Elle a quatre ans. Je pensais qu’elle était trop petite pour ça, je voulais l’épargner encore quelques années, je n’avais pas envie qu’elle soit confrontée à ça à son âge.
Quand on est parent, on sait qu’on doit préparer nos enfants, les informer au mieux des dangers, leur donner des armes et des pistes pour savoir ce qui est bon pour eux, ou non.
On sait qu’on doit leur parler de l’intimité, du consentement, du respect de l’autre, de sexualité aussi, avec des bons mots, adaptés à leur âge.
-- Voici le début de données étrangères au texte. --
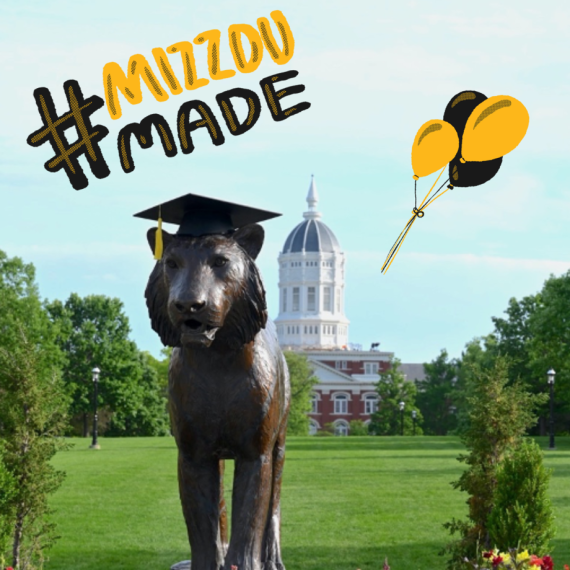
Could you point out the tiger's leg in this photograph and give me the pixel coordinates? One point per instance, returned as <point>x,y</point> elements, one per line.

Mais là, je n’étais pas prête, et j’ai fait ce que j’ai pu pour lui expliquer, avec des mots qu’elle pouvait comprendre. Je lui ai dit qu’elle devait se fier à ce qu’elle ressentait, et qu’elle devait toujours, comme elle venait de le faire avec brio pendant cet épisode nul, écouter ce que je lui disais et me suivre.
Qu’elle était peut-être trop petite pour comprendre qu’une situation pouvait être dangereuse, mais que moi je savais, et que j’étais là pour la protéger. Que c’était mon boulot, en tant que parent, de faire en sorte que personne ne lui fasse de mal.
Nous avons eu de la chance pendant cette balade, puisqu’à la fin rien de « grave » n’est arrivé. Nous n’avons pas été attouchées, nous avons pu rentrer chez nous saines et sauves, et même si elle a continué pendant quelques jours à me parler de ce « monsieur bizarre », il ne restera rien d’autre dans sa tête qu’un souvenir un peu flou d’un moment où elle a senti ma peur.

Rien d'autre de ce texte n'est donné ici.